Herve Billaut

Herve Billaut

Pianist
Hervé Billaut is a sound storyteller. After having brought Isaac Albéniz’s Spain back to life in a remarkable complete recording of Iberia, his last two solo recordings dedicated to the music of Gabriel Fauré and Paul Dukas have been acclaimed by national and international critics (selection by The Guardian, “4 stars” by Classica, Maestro de Pianiste, 5 Diapasons…) who have given the same welcome to the four-handed disc “Wiener Rhapsodie” dedicated to Brahms and Schubert recorded with Guillaume Coppola. At the Roque d’Anthéron and at the Berlioz Festival where he is regularly invited, as in Granada, Paris, Toulouse or during the “Folle Journée”, the public followed him enthusiastically on these musical journeys, which the press reported admiringly.

For being a musician, according to this explorer of scores, means going beyond his brilliant pianistic technique to create a universe of sensations, impressions and colours. He, who knows so well how to transmit this requirement as a concert performer, soon became a sought-after teacher at the Conservatoire National de Région de Lyon, and at the Conservatoire National Supérieur de Musique et de Danse de Paris where he taught for ten years.

But the teacher also underwent a rigorous apprenticeship: a gifted child, he studied with Germaine Mounier and Jean Hubeau in Paris, and at the age of sixteen he obtained the Conservatoire’s highest awards. At the age of nineteen, he won a Grand Prix at the Marguerite Long Competition, among numerous distinctions in important international competitions (Viotti-Valsesia, Vercelli, Epinal, Pretoria, Tokyo).
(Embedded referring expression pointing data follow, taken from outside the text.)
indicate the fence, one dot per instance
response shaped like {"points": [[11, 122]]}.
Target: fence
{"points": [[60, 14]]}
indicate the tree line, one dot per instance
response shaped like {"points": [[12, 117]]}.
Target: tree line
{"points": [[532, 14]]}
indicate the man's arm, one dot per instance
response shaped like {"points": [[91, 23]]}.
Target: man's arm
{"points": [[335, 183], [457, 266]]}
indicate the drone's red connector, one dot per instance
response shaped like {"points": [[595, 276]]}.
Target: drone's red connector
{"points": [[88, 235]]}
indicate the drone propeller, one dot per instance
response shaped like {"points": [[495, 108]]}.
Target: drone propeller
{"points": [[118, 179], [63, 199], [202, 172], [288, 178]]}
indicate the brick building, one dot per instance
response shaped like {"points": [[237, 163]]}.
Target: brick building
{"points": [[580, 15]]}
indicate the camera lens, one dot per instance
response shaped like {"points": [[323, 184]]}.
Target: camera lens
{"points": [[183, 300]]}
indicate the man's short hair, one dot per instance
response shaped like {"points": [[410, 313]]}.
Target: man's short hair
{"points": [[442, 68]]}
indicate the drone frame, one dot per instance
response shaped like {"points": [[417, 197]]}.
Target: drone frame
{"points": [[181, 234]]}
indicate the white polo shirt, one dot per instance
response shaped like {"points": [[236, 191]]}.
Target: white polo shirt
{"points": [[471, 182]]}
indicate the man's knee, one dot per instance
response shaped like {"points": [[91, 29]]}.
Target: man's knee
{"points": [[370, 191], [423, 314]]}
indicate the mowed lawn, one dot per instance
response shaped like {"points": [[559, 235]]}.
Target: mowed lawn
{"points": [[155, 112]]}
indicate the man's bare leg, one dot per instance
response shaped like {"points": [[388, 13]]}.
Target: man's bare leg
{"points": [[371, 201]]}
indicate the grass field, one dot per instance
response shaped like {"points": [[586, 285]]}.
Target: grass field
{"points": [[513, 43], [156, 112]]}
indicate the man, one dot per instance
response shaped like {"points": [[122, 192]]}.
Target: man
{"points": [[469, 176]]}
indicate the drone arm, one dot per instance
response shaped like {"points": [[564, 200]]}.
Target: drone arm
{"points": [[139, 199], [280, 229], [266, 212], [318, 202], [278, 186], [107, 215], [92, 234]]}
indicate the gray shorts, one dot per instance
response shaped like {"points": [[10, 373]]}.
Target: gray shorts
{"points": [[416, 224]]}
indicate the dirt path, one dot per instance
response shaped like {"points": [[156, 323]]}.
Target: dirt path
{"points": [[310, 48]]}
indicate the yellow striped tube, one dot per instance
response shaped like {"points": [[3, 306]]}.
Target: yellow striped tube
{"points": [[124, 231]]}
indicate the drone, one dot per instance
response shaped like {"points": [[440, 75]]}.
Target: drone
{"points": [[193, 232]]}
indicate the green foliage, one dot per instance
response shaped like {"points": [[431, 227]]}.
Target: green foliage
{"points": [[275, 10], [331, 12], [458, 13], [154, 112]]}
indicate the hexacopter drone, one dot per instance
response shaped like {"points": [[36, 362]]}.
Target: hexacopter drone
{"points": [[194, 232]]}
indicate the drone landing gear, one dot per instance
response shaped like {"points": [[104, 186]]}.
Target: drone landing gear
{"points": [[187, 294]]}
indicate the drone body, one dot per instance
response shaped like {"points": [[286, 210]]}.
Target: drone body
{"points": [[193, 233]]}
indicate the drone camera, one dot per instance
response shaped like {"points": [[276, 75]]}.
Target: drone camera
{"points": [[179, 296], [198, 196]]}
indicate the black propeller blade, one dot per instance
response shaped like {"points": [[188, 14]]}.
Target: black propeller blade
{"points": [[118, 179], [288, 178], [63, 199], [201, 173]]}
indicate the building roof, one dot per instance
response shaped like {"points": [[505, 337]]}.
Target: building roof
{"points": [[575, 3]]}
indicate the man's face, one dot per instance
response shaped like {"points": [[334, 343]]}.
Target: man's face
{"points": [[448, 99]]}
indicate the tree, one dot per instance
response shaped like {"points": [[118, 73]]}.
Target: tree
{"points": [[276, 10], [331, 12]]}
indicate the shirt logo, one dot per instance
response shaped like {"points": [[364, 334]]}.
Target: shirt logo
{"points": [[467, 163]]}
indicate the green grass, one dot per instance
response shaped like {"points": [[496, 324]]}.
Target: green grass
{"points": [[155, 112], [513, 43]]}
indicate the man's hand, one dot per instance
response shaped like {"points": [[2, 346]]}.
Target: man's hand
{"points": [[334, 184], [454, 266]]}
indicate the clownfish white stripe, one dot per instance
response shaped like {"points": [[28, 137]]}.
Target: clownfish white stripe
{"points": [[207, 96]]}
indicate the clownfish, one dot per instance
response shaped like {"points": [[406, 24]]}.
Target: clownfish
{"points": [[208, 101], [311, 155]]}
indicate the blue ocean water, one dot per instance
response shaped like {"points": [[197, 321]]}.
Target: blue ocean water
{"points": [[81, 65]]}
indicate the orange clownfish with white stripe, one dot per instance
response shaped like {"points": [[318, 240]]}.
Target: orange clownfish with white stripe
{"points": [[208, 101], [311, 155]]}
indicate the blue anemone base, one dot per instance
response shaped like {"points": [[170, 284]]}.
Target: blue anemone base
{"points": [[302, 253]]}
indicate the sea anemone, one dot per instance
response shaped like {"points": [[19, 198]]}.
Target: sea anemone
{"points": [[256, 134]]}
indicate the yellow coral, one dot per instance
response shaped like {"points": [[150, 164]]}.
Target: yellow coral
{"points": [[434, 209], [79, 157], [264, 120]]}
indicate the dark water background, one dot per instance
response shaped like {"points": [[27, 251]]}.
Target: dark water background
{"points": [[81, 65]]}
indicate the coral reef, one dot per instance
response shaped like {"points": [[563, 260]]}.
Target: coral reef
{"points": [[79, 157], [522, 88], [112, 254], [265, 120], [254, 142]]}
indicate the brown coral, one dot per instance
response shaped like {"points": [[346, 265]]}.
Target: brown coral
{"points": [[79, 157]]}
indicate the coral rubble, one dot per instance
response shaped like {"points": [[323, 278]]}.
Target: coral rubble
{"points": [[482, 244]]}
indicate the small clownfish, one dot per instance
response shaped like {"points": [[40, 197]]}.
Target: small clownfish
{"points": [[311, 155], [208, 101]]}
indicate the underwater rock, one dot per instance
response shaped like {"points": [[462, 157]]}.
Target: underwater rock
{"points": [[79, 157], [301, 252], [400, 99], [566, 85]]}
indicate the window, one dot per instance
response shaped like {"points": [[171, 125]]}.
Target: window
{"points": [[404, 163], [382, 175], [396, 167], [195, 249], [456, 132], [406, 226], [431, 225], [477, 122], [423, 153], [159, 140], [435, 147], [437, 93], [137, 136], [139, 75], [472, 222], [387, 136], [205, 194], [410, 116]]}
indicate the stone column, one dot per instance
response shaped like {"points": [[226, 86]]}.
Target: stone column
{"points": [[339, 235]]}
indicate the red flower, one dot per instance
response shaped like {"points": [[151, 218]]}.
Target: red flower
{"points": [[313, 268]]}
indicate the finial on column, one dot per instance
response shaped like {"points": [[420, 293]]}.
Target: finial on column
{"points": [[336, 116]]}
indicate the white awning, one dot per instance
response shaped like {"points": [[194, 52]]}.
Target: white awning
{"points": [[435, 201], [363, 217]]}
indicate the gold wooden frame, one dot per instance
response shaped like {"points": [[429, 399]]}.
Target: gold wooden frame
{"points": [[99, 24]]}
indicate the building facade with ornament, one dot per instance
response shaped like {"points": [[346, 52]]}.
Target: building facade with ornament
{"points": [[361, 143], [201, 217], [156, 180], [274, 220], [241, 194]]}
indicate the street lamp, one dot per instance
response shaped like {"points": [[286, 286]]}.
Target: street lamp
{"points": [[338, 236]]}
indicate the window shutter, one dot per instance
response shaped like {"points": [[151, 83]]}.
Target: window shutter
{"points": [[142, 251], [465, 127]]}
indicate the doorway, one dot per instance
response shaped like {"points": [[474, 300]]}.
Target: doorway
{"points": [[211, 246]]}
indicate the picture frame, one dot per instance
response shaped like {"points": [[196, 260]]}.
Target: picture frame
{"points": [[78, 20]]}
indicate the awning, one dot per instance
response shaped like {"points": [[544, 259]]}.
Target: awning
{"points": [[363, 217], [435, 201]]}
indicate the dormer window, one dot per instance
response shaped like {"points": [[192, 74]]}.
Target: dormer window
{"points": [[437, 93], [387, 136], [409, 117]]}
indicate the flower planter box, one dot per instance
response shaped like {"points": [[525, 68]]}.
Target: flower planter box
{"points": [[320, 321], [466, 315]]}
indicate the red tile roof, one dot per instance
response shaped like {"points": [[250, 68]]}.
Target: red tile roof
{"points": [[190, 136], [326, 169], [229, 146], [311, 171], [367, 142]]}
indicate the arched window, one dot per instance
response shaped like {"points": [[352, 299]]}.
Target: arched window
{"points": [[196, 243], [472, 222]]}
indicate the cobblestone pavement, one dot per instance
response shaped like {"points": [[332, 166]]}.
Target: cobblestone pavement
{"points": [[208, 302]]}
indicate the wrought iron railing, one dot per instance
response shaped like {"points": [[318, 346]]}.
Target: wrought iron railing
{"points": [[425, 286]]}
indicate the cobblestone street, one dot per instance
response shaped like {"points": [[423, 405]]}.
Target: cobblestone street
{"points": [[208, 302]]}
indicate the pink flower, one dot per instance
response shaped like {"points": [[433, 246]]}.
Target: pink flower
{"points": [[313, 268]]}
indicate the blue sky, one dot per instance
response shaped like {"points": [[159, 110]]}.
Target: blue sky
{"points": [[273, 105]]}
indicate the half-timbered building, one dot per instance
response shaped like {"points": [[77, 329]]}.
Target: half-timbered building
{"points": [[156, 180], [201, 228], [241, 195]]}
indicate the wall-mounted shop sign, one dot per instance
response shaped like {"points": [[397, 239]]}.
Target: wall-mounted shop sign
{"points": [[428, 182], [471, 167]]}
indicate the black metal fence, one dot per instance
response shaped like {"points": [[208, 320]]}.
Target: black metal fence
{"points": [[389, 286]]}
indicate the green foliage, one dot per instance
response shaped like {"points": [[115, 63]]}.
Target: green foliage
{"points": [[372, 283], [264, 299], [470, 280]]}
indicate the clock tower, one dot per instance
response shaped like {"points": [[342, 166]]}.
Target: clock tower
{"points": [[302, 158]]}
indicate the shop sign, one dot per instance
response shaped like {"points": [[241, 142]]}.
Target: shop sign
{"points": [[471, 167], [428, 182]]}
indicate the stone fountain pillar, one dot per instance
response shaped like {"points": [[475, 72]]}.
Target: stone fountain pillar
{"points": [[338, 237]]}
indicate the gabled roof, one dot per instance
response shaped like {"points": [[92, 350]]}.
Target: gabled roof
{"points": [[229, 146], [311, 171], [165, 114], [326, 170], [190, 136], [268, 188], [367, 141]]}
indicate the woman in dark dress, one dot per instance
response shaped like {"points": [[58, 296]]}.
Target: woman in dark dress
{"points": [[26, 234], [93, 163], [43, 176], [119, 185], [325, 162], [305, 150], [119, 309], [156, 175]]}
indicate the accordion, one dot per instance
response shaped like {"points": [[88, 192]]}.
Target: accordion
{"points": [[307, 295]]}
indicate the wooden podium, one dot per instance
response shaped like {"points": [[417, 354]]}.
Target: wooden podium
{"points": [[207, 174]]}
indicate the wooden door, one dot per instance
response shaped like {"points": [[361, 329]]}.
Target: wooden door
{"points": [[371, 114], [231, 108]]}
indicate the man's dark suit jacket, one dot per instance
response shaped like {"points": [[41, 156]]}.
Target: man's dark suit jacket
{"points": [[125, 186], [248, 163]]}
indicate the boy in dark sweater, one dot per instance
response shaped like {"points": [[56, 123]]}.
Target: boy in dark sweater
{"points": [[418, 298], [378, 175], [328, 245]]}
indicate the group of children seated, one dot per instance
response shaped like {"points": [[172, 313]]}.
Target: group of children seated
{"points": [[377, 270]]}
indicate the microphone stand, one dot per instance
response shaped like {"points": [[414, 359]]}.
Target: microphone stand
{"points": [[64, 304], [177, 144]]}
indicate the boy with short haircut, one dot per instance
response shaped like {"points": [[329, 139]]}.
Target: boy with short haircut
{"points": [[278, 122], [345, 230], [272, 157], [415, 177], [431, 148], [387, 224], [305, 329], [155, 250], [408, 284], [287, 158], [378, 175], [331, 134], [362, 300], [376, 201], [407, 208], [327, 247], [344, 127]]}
He then toured the world, playing in the largest cities, notably on the helicopter carrier Jeanne d’Arc, on which he performed his national service. From these travels, he brought back two essential riches: a magnificent repertoire, from Bach to Castereda, and stage experience acquired through contact with the most diverse audiences. Mozart, Chopin, Schumann, Debussy, Ravel… he has performed them all over the world, from the Salle Pleyel to the Théâtre des Champs-Élysées and the Teàtro Real in Madrid. Thus, this cosmopolitan artist was responsible for the national premieres of Ravel’s Concerto for the Left Hand and Mozart’s “Young Man” Concerto in Ecuador. Recently, concert tours have taken him to South America, China, Japan and Korea.

The artistic relationships he has forged reveal an open and generous personality: A regular guest of the Maison de la Radio, he frequently takes part in France Musique broadcasts; a soloist with the Orchestre National de France, the Orchestre National de Lyon, the Monte-Carlo Philharmonic Orchestra, the Orchestre des Pays de Savoie and the Orchestre Symphonique de Québec, he plays under the direction of John Eliot Gardiner, Yehudi Menuhin, David Reiland and Nicolas Chalvin ; a fervent chamber musician, he shares complicit moments with pianists Frank Braley, Philippe Cassard and Cédric Tiberghien, the Debussy Quartet, the Voce Quartet, violinists Stéphane Tran Ngoc and Naoko Ogihara, trumpet player David Guerrier, clarinetists Michel Portal, Florent Héau and Patrick Messina, flutist Jose Daniel Castellon, horn player Jacques Deleplancque, and reciter François Castang; An eternal researcher, he has never ceased to deepen his musical reflection in contact with personalities such as Marie-Françoise Bucquet and Jorge Chaminé or within the framework of the Kempff – Casa Orfeo Foundation in Positano; artistic director of the Rendez-Vous de Rochebonne, he proposes each year an original programme around great artists; a musician with a passion for dance, he collaborates with choreographers Jean-Christophe Maillot, John Neumeier and Roland Petit as a soloist with the Ballets de Monte-Carlo.

“Music is an experience that allows one to free oneself from gravity” – Hervé Billaut has made his own this maxim by Leon Fleisher, which he reports with pride and humour: “One of my former students also flies aeroplanes! »

On stage, Hervé Billaut plays as he is: he goes straight to the point.